We experimentally fabricated and measured our design of a highly homogeneous DCZIM. We fabricated the metamaterial by placing SrTiO_{3} pillars in a BaTiO_{3} matrix that was polished by mechanical milling (Fig. 4a). We retrieved the effective constitutive parameters of the metamaterial sample from the experimentally measured transmission and reflection coefficients [30]. As shown in Fig. 4b, the measured *ε*_{r}^{eff} and *μ*_{r}^{eff} show good agreement with those calculated from the simulated transmission and reflection coefficients. Both measured and simulated *ε*_{r}^{eff} and *μ*_{r}^{eff} cross zero simultaneously and linearly at approximately 6.1 GHz, corresponding to an impedance-matched zero index. To further validate the zero-index behavior of the metamaterial, we simulated and experimentally measured the near field over the top surface of the metamaterial (Additional file 1: Sec. S6). As shown in Fig. 4c, d, both the simulated and measured near fields show that the wave propagates through the metamaterial with nearly zero phase advance. To the best of our knowledge, this is the first demonstration of a DCZIM satisfying the rigid homogenization criterion [21].

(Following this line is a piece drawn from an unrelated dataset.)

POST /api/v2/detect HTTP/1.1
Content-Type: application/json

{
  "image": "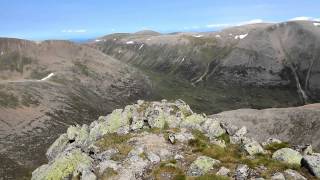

### 2.2 From conventional antennas to ZIM-based antenna

Directivity—the ratio of antenna’s radiation intensity along a certain direction to that of an isotropic radiator—is the most important parameter for characterizing an antenna’s radiation property [31]. High-directivity antennas are desirable for many applications such as remote sensing. However, directivity of conventional antennas is usually limited by the nonuniform spatial phase distribution over the radiation aperture (Fig. 5a). Here, we propose to achieve a high-directivity antenna by harnessing the uniform spatial phase distribution over a zero-index medium (Fig. 5b). Such an antenna can achieve a high directivity regardless of its aperture size, approaching the fundamental limit in antenna directivity [32]. To achieve this antenna, we need a highly homogeneous metamaterial (Figs. 1a, e, 5c) which can show zero-index behavior over a wide range of sizes from deep subwavelength scale to a scale of many wavelengths.

### 2.3 Zero-index metamaterial-based high-directivity antenna

To fully leverage the high homogeneity of our DCZIM, we designed a high-directivity DCZIM-based antenna with an aperture size varying from the subwavelength scale to a very large scale. As shown in Fig. 6a, this antenna consists of a DCZIM embedded in a metallic rectangular waveguide with the upper surface open, serving as the radiation aperture. To improve the homogeneity along the *y*-axis, we designed perfect magnetic boundary conditions for the TM modes along the *y*-axis, which are equivalent to periodic boundary conditions (Additional file 1: Sec. S7). This antenna is excited in the direction parallel to the plane of the SrTiO_{3} pillars array. Along this direction, good impedance matching can be achieved because of the finite impedance of DCZIM along this direction (Fig. 3b). To match the tangential momentum of the EM wave at the interface between the upper surface of the DCZIM and the air, the EM wave radiates out of the DCZIM along the axis direction of the SrTiO_{3} pillars. Such radiation shows a high directivity because of the uniform distribution of the EM field over the upper surface of the DCZIM (Fig. 4c, d). Furthermore, this high directivity remains as long as the aperture size is larger than 5*a* × 5*a* (0.5*λ*_{0} × 0.5*λ*_{0}), enabling a high directivity antenna with an aperture size from the subwavelength scale to a very large scale (Additional file 1: Sec. S8 and S9). Hence, our antenna can approach the fundamental limit with regards to the antenna directivity when the aperture size varies from 0.5*λ*_{0} × 0.5*λ*_{0} to a very large scale [31].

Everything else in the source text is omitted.